As the official count-down to the event on Nathan’s Famous website reached 24 hours, members of the press assembled in front of the borough president’s lectern, alongside which had been set a physician’s scale. Shea approached the microphone, with Brooklyn Borough President Eric Adams standing respectfully back and to one side.
It was time.
“It is said that competitive eating is the battleground on which God and Lucifer wage war for men’s souls — and they are right, my friends!” George Shea declared, in that splendid, exuberant hyperbole he’s perfected over the years.
Prime contenders Joey Chestnut, Matt Stonie, Miki Sudo and Michelle Lesco took turns on the scale. Their weights were carefully measured, announced and recorded. After the weigh-ins, each set of rivals engaged in a stare-off lasting several minutes. Chestnut and Stonie quickly devolved into giggles, while Sudo and Lesco wound up stuffing each other’s mouths with hot dogs like aggressive newlyweds wielding slices of a wedding cake.
“This year, Joey’s going to eat 70-plus,” Shea predicted. “Matt’s going to do about 60-plus.”
“Yeah,” Stonie nodded, when asked about Shea’s prediction that at-best he’d be looking for second place. “This is definitely Joey’s year. I feel OK and everything, but I’m not getting to 70.”
“I never underestimate Matt,” Chestnut said, looking surprised to hear himself essentially declared a shoo-in. “I don’t take anything for granted, because I know what he’s capable of.”
At the event on Tuesday, Chestnut captured his 10th Mustard Belt by eating an event-record 72 hot dogs and buns in 10 minutes.

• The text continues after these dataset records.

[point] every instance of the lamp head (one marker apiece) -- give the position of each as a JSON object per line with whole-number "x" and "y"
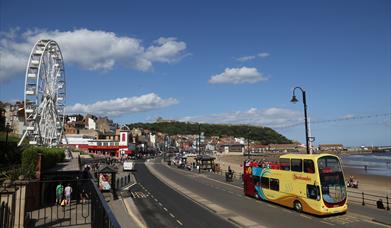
{"x": 294, "y": 99}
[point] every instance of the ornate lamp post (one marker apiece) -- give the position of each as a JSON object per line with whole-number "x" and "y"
{"x": 294, "y": 100}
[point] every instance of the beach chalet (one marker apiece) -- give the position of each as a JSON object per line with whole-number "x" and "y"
{"x": 285, "y": 148}
{"x": 231, "y": 149}
{"x": 331, "y": 147}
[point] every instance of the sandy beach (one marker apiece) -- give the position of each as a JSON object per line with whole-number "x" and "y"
{"x": 369, "y": 184}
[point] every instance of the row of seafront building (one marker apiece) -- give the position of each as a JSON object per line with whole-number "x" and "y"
{"x": 102, "y": 135}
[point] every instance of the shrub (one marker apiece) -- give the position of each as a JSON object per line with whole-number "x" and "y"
{"x": 50, "y": 157}
{"x": 29, "y": 161}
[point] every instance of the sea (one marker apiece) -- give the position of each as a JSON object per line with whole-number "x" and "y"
{"x": 377, "y": 163}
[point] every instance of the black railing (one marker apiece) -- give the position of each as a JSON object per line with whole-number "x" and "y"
{"x": 101, "y": 216}
{"x": 7, "y": 208}
{"x": 44, "y": 208}
{"x": 35, "y": 203}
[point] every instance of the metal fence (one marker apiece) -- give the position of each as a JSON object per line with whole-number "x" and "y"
{"x": 366, "y": 199}
{"x": 7, "y": 207}
{"x": 35, "y": 204}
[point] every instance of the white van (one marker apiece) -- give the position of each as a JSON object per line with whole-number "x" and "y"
{"x": 128, "y": 165}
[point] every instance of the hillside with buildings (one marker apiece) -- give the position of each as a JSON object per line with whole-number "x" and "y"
{"x": 262, "y": 135}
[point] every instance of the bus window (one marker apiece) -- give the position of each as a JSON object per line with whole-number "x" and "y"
{"x": 331, "y": 180}
{"x": 309, "y": 166}
{"x": 296, "y": 165}
{"x": 264, "y": 182}
{"x": 274, "y": 184}
{"x": 285, "y": 164}
{"x": 256, "y": 180}
{"x": 313, "y": 192}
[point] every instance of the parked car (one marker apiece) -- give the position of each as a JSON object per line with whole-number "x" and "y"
{"x": 128, "y": 165}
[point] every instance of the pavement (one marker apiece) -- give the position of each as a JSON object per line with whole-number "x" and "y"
{"x": 68, "y": 165}
{"x": 124, "y": 207}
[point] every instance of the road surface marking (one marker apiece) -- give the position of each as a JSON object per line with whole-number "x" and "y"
{"x": 305, "y": 216}
{"x": 271, "y": 205}
{"x": 328, "y": 223}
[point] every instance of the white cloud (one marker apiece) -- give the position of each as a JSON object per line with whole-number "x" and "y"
{"x": 246, "y": 58}
{"x": 237, "y": 76}
{"x": 121, "y": 106}
{"x": 347, "y": 117}
{"x": 271, "y": 117}
{"x": 263, "y": 55}
{"x": 92, "y": 50}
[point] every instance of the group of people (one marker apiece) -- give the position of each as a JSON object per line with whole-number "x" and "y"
{"x": 352, "y": 182}
{"x": 63, "y": 195}
{"x": 261, "y": 163}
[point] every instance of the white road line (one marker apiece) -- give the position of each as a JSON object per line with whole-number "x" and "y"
{"x": 328, "y": 223}
{"x": 305, "y": 216}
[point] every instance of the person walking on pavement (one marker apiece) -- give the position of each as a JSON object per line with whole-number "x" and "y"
{"x": 59, "y": 192}
{"x": 68, "y": 192}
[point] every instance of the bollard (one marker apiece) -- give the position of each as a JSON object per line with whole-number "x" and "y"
{"x": 363, "y": 203}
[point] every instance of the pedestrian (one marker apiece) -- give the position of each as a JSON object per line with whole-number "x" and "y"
{"x": 83, "y": 196}
{"x": 380, "y": 204}
{"x": 68, "y": 192}
{"x": 59, "y": 192}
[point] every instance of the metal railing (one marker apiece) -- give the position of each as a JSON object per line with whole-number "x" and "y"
{"x": 7, "y": 207}
{"x": 366, "y": 199}
{"x": 122, "y": 181}
{"x": 101, "y": 216}
{"x": 34, "y": 203}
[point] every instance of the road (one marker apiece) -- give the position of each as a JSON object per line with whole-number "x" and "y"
{"x": 161, "y": 206}
{"x": 231, "y": 200}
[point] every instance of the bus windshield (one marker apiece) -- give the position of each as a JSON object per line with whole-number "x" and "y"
{"x": 331, "y": 180}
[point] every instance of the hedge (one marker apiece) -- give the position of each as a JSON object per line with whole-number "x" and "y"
{"x": 51, "y": 156}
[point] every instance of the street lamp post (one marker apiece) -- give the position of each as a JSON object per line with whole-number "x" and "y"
{"x": 248, "y": 145}
{"x": 294, "y": 100}
{"x": 7, "y": 128}
{"x": 199, "y": 139}
{"x": 199, "y": 148}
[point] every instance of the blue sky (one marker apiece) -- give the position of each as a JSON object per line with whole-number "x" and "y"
{"x": 220, "y": 62}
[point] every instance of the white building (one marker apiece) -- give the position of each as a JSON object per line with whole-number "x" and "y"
{"x": 91, "y": 124}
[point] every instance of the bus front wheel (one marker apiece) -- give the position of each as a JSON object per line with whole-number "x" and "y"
{"x": 297, "y": 206}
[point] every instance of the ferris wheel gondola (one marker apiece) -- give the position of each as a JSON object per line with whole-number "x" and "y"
{"x": 44, "y": 94}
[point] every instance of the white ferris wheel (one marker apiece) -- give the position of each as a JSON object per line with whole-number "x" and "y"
{"x": 44, "y": 95}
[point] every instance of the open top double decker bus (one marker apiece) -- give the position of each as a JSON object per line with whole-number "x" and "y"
{"x": 313, "y": 183}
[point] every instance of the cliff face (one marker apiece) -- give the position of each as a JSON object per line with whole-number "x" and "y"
{"x": 263, "y": 135}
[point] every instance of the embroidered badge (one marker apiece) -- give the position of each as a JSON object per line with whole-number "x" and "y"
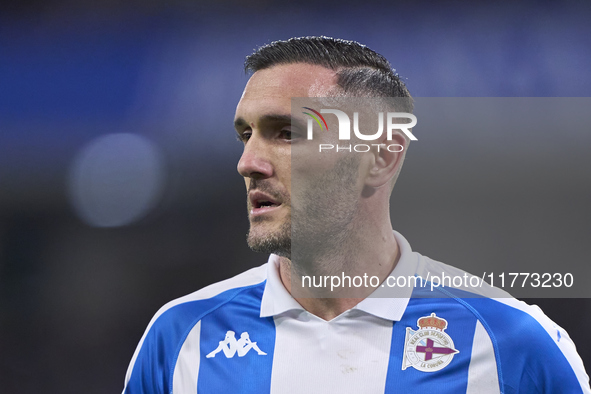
{"x": 428, "y": 349}
{"x": 230, "y": 346}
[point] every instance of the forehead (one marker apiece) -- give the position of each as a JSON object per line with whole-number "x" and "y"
{"x": 271, "y": 89}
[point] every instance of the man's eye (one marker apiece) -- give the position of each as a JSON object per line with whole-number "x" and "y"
{"x": 243, "y": 137}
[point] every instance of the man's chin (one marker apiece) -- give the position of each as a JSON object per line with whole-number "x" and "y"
{"x": 265, "y": 241}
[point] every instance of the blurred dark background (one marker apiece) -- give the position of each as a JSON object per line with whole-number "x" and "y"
{"x": 118, "y": 188}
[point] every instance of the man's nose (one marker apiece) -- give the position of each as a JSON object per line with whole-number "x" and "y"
{"x": 255, "y": 161}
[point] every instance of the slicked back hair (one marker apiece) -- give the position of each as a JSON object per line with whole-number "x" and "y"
{"x": 360, "y": 71}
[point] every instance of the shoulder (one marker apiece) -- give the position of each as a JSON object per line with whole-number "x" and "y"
{"x": 156, "y": 354}
{"x": 530, "y": 351}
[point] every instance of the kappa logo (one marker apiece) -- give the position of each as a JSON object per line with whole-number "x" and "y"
{"x": 230, "y": 346}
{"x": 428, "y": 349}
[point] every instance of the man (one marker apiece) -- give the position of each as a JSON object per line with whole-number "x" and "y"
{"x": 327, "y": 215}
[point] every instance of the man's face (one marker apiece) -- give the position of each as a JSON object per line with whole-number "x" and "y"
{"x": 263, "y": 123}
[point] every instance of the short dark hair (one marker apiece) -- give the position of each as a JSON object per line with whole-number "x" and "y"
{"x": 361, "y": 72}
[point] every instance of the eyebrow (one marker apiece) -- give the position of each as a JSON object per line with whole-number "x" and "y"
{"x": 240, "y": 123}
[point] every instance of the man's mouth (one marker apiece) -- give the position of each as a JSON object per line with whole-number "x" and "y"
{"x": 262, "y": 203}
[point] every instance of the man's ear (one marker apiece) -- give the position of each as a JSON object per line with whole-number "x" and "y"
{"x": 387, "y": 160}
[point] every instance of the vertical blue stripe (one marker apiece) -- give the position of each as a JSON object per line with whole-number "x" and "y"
{"x": 250, "y": 373}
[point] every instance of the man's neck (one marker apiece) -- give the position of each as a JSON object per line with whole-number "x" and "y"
{"x": 374, "y": 256}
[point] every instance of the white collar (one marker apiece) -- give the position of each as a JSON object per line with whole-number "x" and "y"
{"x": 385, "y": 302}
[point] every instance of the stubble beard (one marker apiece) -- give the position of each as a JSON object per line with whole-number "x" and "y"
{"x": 277, "y": 242}
{"x": 322, "y": 224}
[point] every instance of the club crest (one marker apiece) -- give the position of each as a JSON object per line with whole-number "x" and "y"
{"x": 428, "y": 349}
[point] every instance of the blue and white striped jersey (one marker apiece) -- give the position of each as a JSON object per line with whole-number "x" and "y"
{"x": 248, "y": 335}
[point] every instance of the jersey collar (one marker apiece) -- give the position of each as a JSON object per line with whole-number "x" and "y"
{"x": 385, "y": 302}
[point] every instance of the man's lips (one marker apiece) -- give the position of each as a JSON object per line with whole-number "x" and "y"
{"x": 261, "y": 202}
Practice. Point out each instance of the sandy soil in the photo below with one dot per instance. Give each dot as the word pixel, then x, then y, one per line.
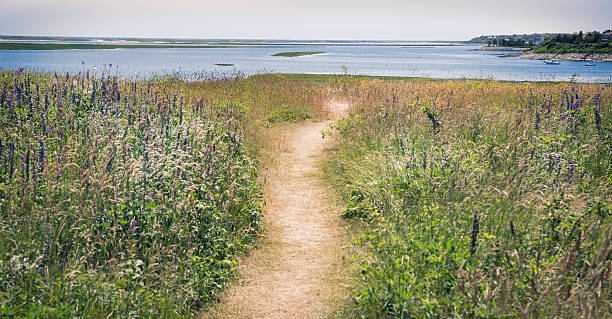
pixel 300 271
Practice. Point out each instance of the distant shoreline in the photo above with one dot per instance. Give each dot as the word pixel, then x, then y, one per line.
pixel 488 48
pixel 523 53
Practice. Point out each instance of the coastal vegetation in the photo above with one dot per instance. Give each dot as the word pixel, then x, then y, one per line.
pixel 468 198
pixel 297 53
pixel 590 42
pixel 593 42
pixel 125 198
pixel 478 198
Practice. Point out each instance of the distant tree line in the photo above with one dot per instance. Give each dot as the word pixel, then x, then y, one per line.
pixel 514 40
pixel 578 42
pixel 590 42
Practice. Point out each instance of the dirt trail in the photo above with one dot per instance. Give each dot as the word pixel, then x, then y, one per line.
pixel 299 271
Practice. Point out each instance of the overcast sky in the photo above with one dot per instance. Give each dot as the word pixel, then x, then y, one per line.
pixel 301 19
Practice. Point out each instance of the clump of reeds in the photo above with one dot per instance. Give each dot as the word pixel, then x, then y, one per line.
pixel 124 198
pixel 536 171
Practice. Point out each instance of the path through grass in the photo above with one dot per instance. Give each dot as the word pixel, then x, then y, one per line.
pixel 299 271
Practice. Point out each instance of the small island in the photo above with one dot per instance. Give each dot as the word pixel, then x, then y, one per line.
pixel 297 53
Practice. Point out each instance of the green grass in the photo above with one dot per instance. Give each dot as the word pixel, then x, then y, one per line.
pixel 481 198
pixel 125 198
pixel 297 53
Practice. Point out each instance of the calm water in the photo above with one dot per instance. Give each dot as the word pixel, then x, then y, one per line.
pixel 457 61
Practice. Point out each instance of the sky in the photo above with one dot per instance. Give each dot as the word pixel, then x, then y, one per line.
pixel 301 19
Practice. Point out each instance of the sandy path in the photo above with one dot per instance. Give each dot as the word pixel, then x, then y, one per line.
pixel 299 271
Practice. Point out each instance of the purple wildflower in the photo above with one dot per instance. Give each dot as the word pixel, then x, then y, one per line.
pixel 570 169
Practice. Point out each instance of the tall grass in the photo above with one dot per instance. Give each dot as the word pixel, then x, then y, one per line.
pixel 482 199
pixel 123 198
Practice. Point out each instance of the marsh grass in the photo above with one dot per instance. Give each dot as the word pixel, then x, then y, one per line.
pixel 123 198
pixel 482 199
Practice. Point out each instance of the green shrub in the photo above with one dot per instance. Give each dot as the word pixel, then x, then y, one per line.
pixel 489 215
pixel 118 198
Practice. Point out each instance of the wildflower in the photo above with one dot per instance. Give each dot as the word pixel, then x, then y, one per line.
pixel 570 169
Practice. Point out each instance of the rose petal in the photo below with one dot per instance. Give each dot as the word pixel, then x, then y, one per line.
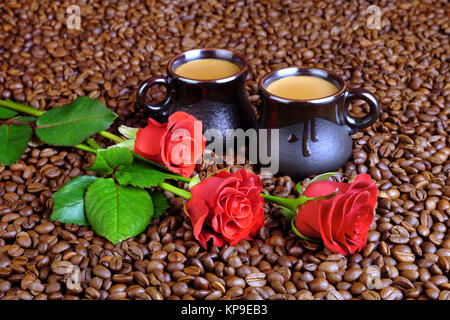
pixel 148 141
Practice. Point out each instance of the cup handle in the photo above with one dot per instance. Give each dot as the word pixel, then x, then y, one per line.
pixel 159 110
pixel 356 124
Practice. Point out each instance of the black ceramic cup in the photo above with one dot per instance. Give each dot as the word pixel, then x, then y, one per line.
pixel 220 104
pixel 314 134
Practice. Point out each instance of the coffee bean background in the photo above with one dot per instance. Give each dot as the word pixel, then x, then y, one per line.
pixel 405 64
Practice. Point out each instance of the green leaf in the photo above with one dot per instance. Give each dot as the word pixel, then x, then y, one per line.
pixel 68 202
pixel 71 124
pixel 116 212
pixel 326 197
pixel 128 132
pixel 6 113
pixel 159 202
pixel 111 158
pixel 195 180
pixel 322 177
pixel 13 142
pixel 141 175
pixel 127 144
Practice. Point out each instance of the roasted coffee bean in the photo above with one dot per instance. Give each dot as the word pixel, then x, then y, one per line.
pixel 405 152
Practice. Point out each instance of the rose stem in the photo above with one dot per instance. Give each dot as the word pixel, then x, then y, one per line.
pixel 291 204
pixel 31 111
pixel 111 136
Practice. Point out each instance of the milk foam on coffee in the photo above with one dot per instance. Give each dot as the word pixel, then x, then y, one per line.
pixel 302 88
pixel 207 69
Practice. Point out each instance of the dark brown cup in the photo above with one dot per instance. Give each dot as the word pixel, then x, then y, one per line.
pixel 220 104
pixel 314 134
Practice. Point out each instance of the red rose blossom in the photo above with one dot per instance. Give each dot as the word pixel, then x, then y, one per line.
pixel 343 221
pixel 226 207
pixel 177 144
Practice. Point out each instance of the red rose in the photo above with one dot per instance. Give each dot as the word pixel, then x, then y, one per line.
pixel 226 207
pixel 343 221
pixel 177 144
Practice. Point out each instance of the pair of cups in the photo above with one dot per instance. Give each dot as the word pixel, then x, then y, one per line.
pixel 313 134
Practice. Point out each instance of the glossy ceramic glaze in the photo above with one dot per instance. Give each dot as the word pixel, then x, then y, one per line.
pixel 314 134
pixel 221 104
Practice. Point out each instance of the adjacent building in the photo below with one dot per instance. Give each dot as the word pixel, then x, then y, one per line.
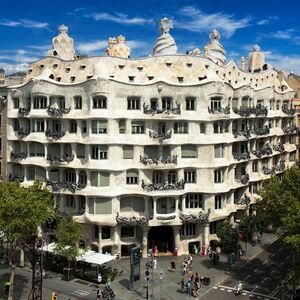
pixel 150 151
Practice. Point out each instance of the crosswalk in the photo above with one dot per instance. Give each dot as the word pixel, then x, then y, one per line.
pixel 245 293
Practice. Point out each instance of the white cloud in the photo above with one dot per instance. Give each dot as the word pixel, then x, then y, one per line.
pixel 199 21
pixel 120 18
pixel 24 23
pixel 267 20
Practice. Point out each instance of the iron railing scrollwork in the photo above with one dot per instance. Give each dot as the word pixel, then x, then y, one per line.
pixel 179 185
pixel 160 160
pixel 132 221
pixel 175 110
pixel 200 218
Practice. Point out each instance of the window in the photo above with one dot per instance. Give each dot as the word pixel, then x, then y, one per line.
pixel 122 126
pixel 190 176
pixel 99 178
pixel 128 152
pixel 215 103
pixel 80 151
pixel 73 126
pixel 193 201
pixel 105 232
pixel 36 149
pixel 84 127
pixel 219 175
pixel 255 167
pixel 166 103
pixel 202 128
pixel 137 127
pixel 99 126
pixel 100 206
pixel 99 102
pixel 218 127
pixel 132 177
pixel 99 152
pixel 219 150
pixel 38 125
pixel 78 102
pixel 180 127
pixel 188 151
pixel 188 229
pixel 16 124
pixel 132 204
pixel 190 103
pixel 16 102
pixel 127 231
pixel 133 103
pixel 39 102
pixel 218 202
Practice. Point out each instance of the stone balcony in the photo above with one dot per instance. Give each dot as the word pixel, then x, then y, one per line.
pixel 160 160
pixel 175 110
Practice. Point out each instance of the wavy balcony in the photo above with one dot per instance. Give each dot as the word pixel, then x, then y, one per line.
pixel 241 156
pixel 160 137
pixel 219 110
pixel 147 109
pixel 57 112
pixel 56 160
pixel 56 135
pixel 151 187
pixel 160 160
pixel 18 156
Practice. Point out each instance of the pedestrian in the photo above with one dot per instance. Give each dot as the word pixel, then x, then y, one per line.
pixel 154 263
pixel 99 278
pixel 7 284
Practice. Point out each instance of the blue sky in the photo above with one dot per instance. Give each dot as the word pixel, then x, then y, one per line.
pixel 27 27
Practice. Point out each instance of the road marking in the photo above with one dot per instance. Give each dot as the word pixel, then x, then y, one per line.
pixel 81 293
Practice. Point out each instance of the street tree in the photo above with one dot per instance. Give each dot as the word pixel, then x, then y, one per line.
pixel 68 235
pixel 22 211
pixel 280 207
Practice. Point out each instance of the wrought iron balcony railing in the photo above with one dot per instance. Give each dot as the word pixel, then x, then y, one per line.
pixel 57 112
pixel 65 186
pixel 290 129
pixel 245 133
pixel 288 111
pixel 24 111
pixel 200 218
pixel 54 134
pixel 160 160
pixel 179 185
pixel 261 130
pixel 242 200
pixel 18 156
pixel 265 150
pixel 59 160
pixel 279 148
pixel 132 221
pixel 22 132
pixel 219 110
pixel 280 166
pixel 175 110
pixel 160 137
pixel 12 177
pixel 241 156
pixel 259 110
pixel 243 179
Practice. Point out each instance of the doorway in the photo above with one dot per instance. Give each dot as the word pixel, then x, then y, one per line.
pixel 162 237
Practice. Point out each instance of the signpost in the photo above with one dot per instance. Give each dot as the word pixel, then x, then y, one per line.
pixel 135 268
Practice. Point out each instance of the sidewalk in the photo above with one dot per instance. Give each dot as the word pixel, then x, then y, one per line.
pixel 167 287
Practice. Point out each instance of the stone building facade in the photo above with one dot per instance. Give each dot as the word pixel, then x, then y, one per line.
pixel 150 151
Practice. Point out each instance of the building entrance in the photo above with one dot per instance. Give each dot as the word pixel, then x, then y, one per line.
pixel 162 237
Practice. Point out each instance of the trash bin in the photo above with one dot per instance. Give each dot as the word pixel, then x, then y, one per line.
pixel 175 253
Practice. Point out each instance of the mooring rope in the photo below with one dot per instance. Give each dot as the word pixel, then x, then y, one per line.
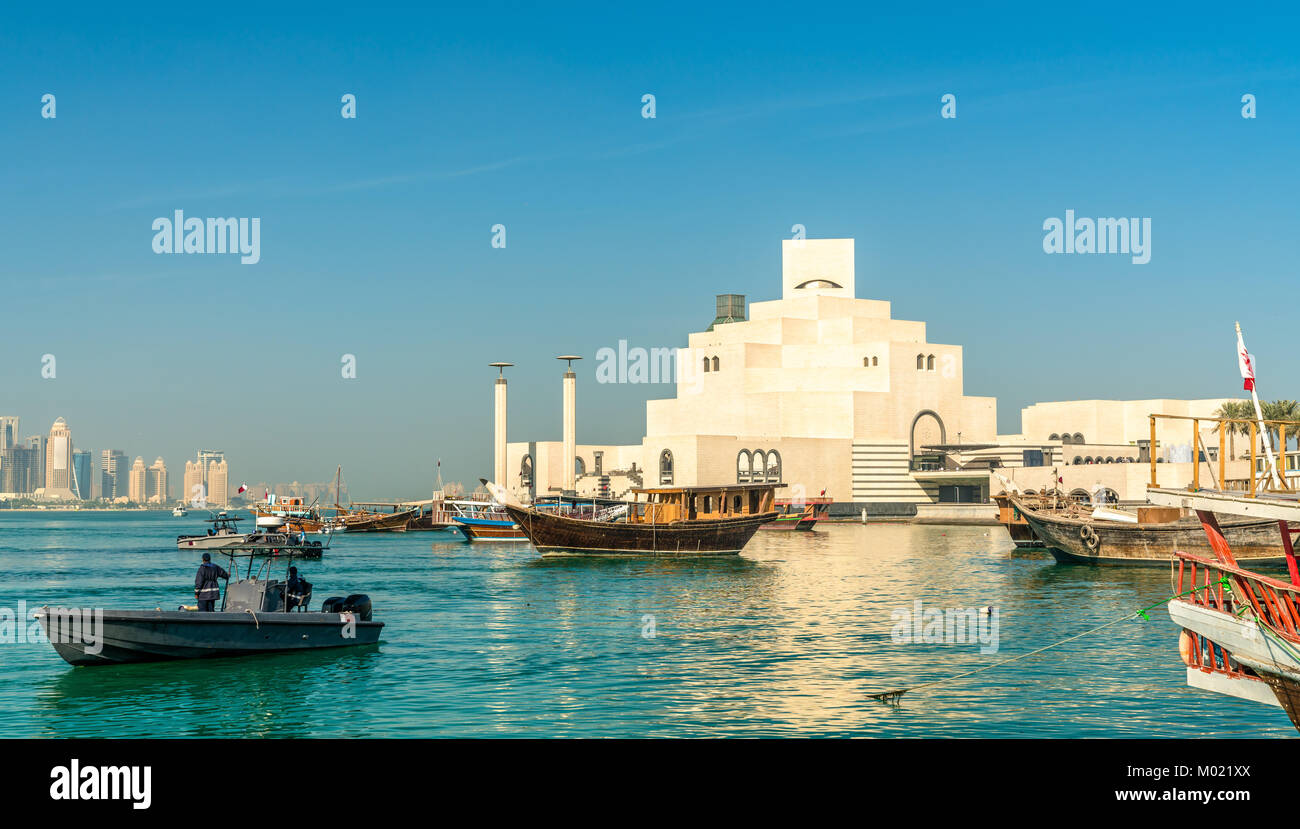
pixel 896 694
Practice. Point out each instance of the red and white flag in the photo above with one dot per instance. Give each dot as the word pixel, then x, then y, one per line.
pixel 1244 361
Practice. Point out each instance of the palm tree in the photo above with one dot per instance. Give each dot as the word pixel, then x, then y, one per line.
pixel 1239 411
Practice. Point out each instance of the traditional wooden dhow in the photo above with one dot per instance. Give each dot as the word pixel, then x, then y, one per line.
pixel 672 521
pixel 482 520
pixel 378 517
pixel 222 533
pixel 1073 535
pixel 1010 516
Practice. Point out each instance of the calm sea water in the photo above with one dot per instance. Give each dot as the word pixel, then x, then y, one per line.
pixel 490 639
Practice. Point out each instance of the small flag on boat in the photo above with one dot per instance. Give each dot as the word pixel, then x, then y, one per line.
pixel 1244 361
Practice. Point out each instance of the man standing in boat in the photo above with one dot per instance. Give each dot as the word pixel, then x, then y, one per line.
pixel 206 587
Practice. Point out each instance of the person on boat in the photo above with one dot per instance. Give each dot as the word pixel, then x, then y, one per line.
pixel 295 590
pixel 206 587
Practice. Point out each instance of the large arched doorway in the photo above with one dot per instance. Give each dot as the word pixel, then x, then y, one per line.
pixel 927 429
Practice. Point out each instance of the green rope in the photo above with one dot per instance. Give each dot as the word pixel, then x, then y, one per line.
pixel 891 697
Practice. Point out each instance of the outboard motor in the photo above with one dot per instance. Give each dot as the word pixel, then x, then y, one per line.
pixel 358 603
pixel 333 604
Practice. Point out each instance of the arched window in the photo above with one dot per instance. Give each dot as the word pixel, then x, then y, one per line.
pixel 774 467
pixel 666 467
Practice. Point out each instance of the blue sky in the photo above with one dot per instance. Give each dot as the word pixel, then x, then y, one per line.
pixel 376 233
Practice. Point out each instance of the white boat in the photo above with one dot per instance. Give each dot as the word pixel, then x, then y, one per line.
pixel 222 533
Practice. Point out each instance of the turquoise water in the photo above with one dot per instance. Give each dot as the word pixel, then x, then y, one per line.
pixel 490 639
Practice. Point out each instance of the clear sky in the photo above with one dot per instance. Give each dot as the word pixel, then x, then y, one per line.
pixel 376 231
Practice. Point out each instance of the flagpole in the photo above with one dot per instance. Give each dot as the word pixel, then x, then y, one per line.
pixel 1259 416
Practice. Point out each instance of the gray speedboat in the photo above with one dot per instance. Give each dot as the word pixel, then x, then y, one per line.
pixel 258 616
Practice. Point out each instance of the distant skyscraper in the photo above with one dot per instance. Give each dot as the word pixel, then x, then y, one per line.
pixel 113 473
pixel 155 487
pixel 20 469
pixel 59 461
pixel 194 486
pixel 139 480
pixel 82 474
pixel 8 432
pixel 37 443
pixel 219 491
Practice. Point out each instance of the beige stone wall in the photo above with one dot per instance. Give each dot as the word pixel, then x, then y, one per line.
pixel 1116 421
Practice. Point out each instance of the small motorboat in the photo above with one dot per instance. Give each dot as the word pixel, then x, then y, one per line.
pixel 798 516
pixel 222 533
pixel 258 615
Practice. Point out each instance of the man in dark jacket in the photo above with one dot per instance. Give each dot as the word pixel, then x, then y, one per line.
pixel 206 587
pixel 297 589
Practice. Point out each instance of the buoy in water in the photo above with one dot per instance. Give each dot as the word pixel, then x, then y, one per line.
pixel 1184 647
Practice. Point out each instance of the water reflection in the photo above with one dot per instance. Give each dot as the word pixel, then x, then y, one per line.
pixel 490 638
pixel 264 695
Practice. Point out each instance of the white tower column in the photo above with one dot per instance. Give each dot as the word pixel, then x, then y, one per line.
pixel 570 425
pixel 499 430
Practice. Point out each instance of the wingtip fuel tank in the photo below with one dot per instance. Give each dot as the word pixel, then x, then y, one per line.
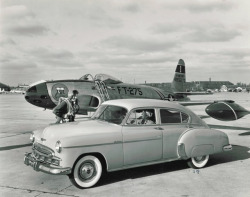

Stonie finished third with 48 hot dogs and buns, while Carmen Cicotti nabbed the second-place spot eating 62 franks and buns.
“You never know,” Lesco said when asked how she thought her chances stacked up against defending three-time Women’s Champion Miki Sudo. Although she placed third in last year’s eating competition, just behind runner-up Sonya Thomas, Lesco is also the first woman to beat Thomas, which she did in 2013. But, even so, her number of 27 hot dogs and buns in 2016 was still more than 10 back from Sudo’s 38.5.
Sudo also set a personal record Tuesday by downing 41 hot dogs and buns to win her fourth consecutive title. Lesco finished second with 32.5 dogs and buns.
With its traditional origins in a bet between two immigrant wiener aficionados in 1916, Nathan’s Famous Fourth of July Hot Dog Eating Contest has grown to become a major event, broadcast internationally by ESPN and seen live by thousands who fill the corner of Surf and Stillwell avenues hours ahead of the start in order get a good viewing position. This year’s competition was no different.
Nathan’s Famous also donated 100,000 hot dogs to the Food Bank for New York City prior to the contest. This year’s donation brings the total to 1 million donated hot dogs over the past decade. In spite of the company’s largesse, past contests have been infiltrated by anti-meat protests, including last year’s when activists attempted to pour fake blood over the contestants before being dragged away by NYPD. This year, police interrupted demonstrators attempting to unfold a black banner and took them to a precinct to be questioned.